Pipelined Multipliers and FPGA Architecture
Mathew Wojko
Dept. of Electrical and Computer Engineering
University of Newcastle
Callaghan, NSW 2308, Australia
Abstract. This paper studies pipelined multiplication techniques for implementation on FPGAs with emphasis on the utilization of FPGA hardware resource. Performance of multiplier implementations are measured for commercially available FPGA architectures where two inherent issues are introduced and investigated. These being the imbalance of critical interconnects delay between general routing and static carry interconnects and the amount of FPGA logic area used and its poor utilization. For each of these issues suggestions are proposed and investigated.
Multiplication on FPGAs is considered an expensive operation. For high throughput multiplier implementations where the result is calculated in a pipelined parallel fashion, large Logic Cell (LC) counts are required. The advent of fast-carry logic has allowed multiplier implementations to achieve sustainable speeds for many DSP operations. However for increasing bit size multiplication operations, high LC counts still provide poor FPGA device utilization limiting FPGAs from a wider range of DSP or arithmetic intensive applications.
Several techniques have been proposed to provide better utilization of the FPGA resources when implementing multiplication. Mintzer [6] noted that for fixed coefficient multiplication, by using distributed arithmetic and storing coefficient look-up information in the Look-Up Table (LUT) element of LCs within the FPGA, reduced logic implementations were achieved. Run-Time Reconfiguration (RTR) has been employed to update the content of LUTs to provide a new multiplicand value. Previous work has shown reconfigurable multiplier implementations on the XC6200 series FPGA [7,1]. Reconfiguration of LUT content is performed through the SRAM configuration interface using pre-computed configuration data. A novel approach named the Self-Configurable multiplication technique was presented by the author and ElGindy [10] for the Xilinx XC4000 series by performing the LUT reconfiguration on chip. On new input, the configuration data is computed on chip and stored into the LUTs in parallel. Other work to improve hardware efficiency for multiplier implementations suggests embedding arithmetic specific Flexible Array Blocks (FABs) capable of implementing a 4 x 4 bit multiplier, within a conventional FPGA structure [2].

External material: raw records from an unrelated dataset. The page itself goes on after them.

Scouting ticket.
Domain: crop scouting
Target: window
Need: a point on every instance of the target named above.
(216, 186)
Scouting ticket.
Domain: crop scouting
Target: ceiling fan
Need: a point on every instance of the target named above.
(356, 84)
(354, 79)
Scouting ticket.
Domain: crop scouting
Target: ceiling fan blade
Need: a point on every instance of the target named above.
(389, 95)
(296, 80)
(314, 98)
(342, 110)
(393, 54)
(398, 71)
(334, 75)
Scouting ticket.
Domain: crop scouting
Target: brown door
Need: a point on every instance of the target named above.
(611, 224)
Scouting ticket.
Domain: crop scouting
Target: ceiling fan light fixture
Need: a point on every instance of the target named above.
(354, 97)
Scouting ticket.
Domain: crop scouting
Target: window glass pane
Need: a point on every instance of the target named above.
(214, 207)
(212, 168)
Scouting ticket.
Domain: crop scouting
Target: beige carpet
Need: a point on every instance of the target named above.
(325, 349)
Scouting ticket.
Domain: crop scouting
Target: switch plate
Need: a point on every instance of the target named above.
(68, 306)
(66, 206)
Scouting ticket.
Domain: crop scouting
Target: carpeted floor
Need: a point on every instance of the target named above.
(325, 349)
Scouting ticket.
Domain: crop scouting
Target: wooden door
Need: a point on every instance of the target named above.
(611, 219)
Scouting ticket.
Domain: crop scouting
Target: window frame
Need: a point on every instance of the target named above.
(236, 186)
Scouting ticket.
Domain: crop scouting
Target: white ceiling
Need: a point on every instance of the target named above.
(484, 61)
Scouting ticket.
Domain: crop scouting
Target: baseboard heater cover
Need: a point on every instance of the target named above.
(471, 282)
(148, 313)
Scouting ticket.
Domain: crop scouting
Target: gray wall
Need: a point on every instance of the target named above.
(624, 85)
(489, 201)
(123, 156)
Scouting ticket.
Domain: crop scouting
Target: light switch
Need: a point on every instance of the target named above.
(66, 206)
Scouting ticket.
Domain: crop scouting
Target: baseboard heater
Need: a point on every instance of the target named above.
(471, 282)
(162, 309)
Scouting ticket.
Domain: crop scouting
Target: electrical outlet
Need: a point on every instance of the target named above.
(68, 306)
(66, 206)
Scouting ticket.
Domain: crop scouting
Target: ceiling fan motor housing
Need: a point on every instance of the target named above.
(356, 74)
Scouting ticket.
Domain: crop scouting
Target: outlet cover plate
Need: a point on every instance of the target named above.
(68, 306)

However, each of these techniques results in a compromise. For the fixed coefficient technique, coefficient values cannot be updated. Reconfiguration of stored values requires additional time where the circuit is typically off-line while configuration takes place. Furthermore, for an FPGA with multiple logic cell types, segmentation in hardware utilization between the cell types occurs. This paper presents two alternatives for performing multiplication on FPGA architectures.
In this section we review the pipeline performance of three multiplication techniques implemented on the Xilinx XC4036EX-2 [5] and ALTERA EPF10K70RC-2 [8] devices. The parallel array, parallel add (vector based) multiplier and the Wallace carry-save multiplier are reviewed (refer to [3,9,4] for a description of the techniques). For the implementations, all techniques were pipelined at every stage of computation to achieve the highest throughput possible. Designs were targeted at the physical level, such that where possible specific architectural features (such as static carry) were utilized. Design mappings were placed and routed with high emphasis on reducing interconnects delays between successive pipeline stages. Figure 1 below compares the LC count requirements for each technique on each device while Figure 2 compares the maximum clocking speeds achieved.
Fig. 1. Multiplier implementation LC Count for Xilinx and Altera Devices.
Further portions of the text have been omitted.